A diesel pickup rumbled over the hill. She shot an anxious look over her shoulder, relaxing as the big vehicle slowed fifty yards out. Wally. A couple of the maintenance men for the Three Brooks mansion drove too fast, but Wally knew to watch out for wandering ponies.

He lowered the window with a wry smile. The fading sun emphasized the deep lines bracketing his mouth. “I need a beer, Jenna.”

It was getting late and her shoulder ached, but Wally looked even more drained. Besides, it probably wasn’t beer he wanted but conversation. Sometimes she thought him lonelier than she was, if that were possible.

She nodded a welcome, slipped into the kitchen and grabbed a couple cold beers. By the time she stepped outside, Wally was stretched on the porch swing. Flies buzzed over the brook but thankfully stayed off the cooler porch. They didn’t seem to bother Peanut who chewed contentedly, swishing his tail and looking like a pygmy in the tall grass.

“Talk to Emily lately?” Wally asked, his gaze fixed on Peanut.

“Today, just for a minute.”

“She should get a part-time job. Her college support is wearing you down.”

Jenna waited a beat, trying to control her annoyance. Wally was like an uncle, but he was always much too critical of Em.

“I don’t want her worrying about money,” Jenna finally said. “Not while she’s studying. She’s barely twenty.”

“You’re only six years older. Look at you.”

Jenna leaned her head against the swing. Yeah, look at me. A crumbling trailer, an ancient pony and a sister who no longer needed her. She felt old, alone and rather scared. But at least one of the Murphy girls was going to college.

Wally tilted the bottle. Glug, glug. He swiped his mouth and glanced longingly over his shoulder. “Got another beer in there?”

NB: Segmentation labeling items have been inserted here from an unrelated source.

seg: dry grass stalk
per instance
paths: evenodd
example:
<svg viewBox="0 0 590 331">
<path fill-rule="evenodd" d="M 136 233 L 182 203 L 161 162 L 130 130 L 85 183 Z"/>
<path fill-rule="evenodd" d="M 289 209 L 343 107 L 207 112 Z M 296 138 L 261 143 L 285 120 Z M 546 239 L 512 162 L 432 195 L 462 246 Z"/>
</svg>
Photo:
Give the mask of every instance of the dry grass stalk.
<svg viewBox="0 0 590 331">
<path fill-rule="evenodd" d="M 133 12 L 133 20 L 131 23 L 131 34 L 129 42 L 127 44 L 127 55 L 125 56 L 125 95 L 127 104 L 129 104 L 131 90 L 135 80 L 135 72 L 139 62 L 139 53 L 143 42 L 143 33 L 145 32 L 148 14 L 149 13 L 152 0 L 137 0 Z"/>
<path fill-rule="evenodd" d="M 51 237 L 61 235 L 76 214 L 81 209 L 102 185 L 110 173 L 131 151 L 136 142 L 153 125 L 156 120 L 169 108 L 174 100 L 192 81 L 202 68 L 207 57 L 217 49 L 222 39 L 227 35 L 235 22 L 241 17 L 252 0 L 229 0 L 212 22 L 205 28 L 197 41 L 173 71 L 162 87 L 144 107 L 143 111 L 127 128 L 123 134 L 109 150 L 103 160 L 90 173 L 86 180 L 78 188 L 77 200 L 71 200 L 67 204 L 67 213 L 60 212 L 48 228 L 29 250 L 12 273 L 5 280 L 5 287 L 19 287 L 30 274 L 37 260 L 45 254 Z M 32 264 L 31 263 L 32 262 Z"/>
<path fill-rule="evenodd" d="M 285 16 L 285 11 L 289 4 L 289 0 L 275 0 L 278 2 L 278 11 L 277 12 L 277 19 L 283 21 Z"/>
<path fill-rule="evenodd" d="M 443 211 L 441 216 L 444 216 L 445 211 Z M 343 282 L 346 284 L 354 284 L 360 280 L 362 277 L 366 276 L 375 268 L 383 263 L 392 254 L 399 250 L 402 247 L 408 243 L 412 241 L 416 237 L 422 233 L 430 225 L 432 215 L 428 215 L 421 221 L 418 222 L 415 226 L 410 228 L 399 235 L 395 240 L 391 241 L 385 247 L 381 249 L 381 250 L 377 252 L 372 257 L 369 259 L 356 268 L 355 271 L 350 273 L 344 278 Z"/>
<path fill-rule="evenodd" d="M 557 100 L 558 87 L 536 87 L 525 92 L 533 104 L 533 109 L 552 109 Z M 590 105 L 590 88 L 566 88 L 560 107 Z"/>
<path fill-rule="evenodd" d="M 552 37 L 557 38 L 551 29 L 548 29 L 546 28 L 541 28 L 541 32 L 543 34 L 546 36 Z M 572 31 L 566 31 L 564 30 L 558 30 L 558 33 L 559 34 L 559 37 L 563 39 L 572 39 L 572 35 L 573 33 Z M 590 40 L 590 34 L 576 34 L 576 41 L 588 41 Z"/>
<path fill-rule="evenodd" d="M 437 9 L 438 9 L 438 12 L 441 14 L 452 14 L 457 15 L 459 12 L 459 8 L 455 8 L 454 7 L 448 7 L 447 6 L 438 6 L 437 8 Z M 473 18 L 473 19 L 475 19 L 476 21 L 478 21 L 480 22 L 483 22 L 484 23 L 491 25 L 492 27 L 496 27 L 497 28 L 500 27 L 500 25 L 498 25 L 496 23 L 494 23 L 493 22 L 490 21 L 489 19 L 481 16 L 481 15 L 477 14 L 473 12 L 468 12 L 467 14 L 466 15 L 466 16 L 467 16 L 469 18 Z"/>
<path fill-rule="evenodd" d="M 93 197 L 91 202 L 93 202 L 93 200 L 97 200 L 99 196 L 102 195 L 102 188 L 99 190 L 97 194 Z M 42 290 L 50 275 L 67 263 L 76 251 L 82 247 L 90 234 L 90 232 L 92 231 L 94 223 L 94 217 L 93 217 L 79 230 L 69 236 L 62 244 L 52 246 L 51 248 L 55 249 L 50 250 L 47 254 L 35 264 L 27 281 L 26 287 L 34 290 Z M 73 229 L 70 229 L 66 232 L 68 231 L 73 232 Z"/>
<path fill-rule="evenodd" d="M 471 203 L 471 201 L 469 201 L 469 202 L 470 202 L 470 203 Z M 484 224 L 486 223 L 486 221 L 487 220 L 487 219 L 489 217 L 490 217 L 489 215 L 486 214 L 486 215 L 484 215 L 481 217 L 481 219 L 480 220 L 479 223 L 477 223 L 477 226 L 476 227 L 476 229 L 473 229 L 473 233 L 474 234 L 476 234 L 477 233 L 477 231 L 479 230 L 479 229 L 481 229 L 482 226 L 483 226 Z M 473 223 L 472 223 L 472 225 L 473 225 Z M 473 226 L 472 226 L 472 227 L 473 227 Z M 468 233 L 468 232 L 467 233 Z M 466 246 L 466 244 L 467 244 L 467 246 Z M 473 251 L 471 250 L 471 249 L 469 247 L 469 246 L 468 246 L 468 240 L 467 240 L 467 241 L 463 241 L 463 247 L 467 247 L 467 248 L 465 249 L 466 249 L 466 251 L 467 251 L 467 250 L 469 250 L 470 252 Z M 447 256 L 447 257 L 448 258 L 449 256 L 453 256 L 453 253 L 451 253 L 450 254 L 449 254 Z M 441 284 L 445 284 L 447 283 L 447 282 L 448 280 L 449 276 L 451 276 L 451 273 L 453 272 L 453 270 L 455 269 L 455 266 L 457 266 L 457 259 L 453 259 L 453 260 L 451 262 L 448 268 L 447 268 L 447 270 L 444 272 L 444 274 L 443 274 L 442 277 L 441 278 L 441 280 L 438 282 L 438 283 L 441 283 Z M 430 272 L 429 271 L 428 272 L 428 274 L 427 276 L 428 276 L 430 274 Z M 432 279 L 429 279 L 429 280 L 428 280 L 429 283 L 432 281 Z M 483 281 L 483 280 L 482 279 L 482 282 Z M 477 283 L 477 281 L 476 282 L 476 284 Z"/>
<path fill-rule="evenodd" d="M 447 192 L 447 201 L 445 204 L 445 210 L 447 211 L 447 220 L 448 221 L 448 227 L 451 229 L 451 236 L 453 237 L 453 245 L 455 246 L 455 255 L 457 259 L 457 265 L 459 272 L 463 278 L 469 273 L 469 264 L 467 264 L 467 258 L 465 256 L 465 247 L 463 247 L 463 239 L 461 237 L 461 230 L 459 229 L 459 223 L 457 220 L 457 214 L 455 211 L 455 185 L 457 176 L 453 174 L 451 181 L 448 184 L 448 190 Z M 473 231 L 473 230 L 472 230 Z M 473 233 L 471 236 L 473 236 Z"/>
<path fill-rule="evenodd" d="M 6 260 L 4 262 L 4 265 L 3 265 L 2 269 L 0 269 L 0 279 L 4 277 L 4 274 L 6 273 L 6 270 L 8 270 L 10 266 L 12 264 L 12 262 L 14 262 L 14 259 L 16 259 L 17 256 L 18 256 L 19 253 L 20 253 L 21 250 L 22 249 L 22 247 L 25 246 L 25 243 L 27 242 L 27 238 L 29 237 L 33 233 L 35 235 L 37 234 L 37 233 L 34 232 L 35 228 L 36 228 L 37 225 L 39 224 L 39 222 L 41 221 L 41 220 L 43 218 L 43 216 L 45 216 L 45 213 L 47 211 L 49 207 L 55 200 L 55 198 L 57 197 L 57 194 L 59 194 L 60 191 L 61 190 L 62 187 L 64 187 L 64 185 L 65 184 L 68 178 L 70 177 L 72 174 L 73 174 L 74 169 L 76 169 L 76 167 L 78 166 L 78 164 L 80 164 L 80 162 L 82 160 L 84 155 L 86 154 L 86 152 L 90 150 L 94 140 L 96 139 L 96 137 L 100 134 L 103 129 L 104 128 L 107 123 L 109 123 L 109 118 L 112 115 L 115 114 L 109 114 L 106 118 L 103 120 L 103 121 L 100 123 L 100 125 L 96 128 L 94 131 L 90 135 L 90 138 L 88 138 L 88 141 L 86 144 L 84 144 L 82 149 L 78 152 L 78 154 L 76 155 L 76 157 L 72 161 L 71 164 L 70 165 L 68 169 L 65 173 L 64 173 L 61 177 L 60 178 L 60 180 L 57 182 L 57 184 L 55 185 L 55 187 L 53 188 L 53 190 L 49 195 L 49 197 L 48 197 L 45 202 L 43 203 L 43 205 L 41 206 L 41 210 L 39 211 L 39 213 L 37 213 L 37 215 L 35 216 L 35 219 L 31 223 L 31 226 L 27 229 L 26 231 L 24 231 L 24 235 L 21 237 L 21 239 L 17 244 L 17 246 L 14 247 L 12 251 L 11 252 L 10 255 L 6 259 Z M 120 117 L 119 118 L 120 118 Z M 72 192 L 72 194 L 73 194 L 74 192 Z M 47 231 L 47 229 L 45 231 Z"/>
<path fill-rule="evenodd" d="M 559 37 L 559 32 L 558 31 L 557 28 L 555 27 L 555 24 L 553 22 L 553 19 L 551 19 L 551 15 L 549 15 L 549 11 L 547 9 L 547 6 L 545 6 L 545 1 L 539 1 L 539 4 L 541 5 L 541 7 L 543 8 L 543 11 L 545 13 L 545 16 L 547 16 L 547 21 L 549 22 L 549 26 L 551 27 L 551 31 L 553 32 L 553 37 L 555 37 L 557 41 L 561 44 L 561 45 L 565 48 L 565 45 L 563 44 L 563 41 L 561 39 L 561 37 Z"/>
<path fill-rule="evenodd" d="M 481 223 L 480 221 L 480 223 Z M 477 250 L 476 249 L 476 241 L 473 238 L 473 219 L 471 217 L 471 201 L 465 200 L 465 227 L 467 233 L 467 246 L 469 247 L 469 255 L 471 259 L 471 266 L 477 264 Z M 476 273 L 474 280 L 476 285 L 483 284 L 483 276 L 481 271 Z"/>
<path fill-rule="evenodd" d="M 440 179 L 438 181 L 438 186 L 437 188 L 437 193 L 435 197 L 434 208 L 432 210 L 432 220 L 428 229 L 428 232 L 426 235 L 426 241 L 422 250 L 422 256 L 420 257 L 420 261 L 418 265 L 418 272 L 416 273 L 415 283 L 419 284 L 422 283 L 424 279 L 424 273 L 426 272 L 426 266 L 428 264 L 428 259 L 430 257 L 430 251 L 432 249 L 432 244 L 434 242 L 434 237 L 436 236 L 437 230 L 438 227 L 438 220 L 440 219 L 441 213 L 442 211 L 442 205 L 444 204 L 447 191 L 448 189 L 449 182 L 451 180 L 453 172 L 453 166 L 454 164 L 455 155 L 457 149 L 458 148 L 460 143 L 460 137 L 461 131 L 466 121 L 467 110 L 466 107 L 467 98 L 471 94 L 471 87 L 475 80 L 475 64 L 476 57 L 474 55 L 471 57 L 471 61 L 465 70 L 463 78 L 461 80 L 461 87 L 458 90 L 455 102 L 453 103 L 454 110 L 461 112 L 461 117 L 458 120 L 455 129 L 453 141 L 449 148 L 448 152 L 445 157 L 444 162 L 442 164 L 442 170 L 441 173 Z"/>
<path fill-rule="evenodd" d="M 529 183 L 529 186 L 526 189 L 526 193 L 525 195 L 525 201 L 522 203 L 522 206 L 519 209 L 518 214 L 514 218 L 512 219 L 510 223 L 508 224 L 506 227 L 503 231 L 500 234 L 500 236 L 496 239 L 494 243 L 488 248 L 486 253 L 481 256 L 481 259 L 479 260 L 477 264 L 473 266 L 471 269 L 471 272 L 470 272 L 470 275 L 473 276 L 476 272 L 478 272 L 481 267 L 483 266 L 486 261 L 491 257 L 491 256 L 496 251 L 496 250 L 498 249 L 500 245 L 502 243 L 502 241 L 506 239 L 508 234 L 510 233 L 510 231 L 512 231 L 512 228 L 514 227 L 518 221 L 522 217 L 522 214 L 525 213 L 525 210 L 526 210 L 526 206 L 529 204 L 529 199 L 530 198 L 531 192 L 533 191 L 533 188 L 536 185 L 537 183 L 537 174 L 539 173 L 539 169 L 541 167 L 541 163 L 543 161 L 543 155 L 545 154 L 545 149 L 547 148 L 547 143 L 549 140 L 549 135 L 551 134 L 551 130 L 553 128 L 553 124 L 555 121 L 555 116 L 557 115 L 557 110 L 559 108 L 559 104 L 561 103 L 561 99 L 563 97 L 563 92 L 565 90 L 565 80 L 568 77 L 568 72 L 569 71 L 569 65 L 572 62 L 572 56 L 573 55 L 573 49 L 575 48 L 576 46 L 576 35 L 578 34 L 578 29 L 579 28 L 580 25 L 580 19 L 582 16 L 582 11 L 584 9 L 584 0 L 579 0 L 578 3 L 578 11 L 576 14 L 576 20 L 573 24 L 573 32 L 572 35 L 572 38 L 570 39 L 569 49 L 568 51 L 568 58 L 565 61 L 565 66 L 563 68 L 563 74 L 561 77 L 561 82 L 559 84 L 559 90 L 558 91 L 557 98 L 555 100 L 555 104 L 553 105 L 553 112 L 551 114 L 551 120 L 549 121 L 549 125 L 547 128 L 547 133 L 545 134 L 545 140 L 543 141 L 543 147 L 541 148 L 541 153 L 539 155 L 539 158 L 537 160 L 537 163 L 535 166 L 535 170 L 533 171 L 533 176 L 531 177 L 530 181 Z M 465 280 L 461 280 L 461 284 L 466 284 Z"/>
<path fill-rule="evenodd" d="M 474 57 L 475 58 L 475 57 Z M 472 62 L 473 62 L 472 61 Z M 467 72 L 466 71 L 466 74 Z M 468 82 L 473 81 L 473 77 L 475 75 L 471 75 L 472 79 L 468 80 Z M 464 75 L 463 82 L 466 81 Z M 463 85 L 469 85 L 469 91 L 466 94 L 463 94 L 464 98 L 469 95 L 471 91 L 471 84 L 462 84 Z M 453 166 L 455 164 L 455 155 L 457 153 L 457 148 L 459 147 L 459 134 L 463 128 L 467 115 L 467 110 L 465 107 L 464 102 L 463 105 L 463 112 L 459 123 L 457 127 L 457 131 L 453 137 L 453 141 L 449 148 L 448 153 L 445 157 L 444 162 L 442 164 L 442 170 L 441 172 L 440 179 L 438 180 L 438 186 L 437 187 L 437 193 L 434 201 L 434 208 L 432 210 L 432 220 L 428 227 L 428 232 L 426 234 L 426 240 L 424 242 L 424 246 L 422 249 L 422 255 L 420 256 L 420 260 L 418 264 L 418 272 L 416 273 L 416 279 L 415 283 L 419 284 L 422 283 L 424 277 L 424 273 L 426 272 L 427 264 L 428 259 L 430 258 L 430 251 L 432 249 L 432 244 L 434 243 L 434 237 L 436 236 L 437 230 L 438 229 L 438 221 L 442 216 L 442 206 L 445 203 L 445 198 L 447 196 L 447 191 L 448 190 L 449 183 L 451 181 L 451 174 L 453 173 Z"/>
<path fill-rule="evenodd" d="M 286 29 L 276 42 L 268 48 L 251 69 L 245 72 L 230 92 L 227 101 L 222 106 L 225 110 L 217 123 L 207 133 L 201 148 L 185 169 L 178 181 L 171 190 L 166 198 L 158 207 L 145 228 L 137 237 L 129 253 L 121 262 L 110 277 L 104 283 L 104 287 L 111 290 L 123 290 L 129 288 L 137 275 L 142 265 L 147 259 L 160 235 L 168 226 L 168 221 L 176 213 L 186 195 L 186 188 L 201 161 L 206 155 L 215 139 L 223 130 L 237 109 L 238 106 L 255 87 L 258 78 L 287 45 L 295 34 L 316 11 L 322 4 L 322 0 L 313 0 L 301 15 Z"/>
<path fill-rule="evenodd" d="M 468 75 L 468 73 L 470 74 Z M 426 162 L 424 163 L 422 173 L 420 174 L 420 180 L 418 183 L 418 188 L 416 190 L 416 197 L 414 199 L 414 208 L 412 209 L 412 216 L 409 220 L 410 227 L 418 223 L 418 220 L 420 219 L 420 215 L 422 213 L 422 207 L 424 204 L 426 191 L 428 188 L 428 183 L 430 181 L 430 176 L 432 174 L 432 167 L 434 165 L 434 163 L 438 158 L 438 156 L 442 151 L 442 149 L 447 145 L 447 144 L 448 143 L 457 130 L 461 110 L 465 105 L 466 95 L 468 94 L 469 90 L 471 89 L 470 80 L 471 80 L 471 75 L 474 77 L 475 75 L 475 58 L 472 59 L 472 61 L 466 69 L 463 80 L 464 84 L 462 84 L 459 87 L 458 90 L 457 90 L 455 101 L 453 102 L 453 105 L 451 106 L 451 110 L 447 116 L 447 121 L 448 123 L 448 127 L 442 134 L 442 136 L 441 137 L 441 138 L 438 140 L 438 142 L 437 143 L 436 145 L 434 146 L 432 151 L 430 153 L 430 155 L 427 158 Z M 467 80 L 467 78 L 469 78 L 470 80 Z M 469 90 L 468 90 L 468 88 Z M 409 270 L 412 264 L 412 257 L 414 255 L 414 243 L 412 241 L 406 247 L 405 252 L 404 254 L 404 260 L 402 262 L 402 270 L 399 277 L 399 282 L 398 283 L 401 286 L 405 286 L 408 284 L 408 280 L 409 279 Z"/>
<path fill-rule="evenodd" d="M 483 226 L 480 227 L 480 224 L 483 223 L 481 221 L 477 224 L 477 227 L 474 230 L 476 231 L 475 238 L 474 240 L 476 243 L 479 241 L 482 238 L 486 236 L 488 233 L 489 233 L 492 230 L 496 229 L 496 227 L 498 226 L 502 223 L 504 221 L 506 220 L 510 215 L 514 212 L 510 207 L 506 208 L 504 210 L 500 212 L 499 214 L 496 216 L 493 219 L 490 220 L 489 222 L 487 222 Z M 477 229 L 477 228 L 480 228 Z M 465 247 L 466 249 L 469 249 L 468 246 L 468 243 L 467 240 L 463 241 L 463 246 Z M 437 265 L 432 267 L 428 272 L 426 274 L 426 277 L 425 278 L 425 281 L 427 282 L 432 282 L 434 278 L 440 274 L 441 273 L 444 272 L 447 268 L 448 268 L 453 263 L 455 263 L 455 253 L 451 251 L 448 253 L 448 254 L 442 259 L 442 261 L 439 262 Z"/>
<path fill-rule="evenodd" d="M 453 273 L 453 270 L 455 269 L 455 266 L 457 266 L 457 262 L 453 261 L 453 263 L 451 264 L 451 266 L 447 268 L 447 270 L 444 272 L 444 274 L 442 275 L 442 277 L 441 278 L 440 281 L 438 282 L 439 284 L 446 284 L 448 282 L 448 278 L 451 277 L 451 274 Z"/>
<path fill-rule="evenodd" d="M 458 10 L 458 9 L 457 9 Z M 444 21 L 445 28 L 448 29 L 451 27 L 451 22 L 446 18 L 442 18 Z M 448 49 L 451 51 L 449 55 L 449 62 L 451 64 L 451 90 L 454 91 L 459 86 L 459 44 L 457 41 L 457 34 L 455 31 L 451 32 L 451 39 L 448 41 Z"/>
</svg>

So much for studying her massage book; Wally seemed really down. She rose, clicked open the screen door, grabbed another beer and filled a plate with spicy pepperoni. This was better anyway. Wally was always good company—as long as he didn’t snipe at Emily.

“You’re a sweetheart,” Wally said, gratefully accepting the second beer along with the sliced meat. “There’s something damn special about this front porch. Looking over the valley makes me feel like a king. Your dad sure set things up right.”

“He was a lazy asshole who spent more time in jail than out, and made Mom miserable.”

“Agreed, but he sure built a nice porch.”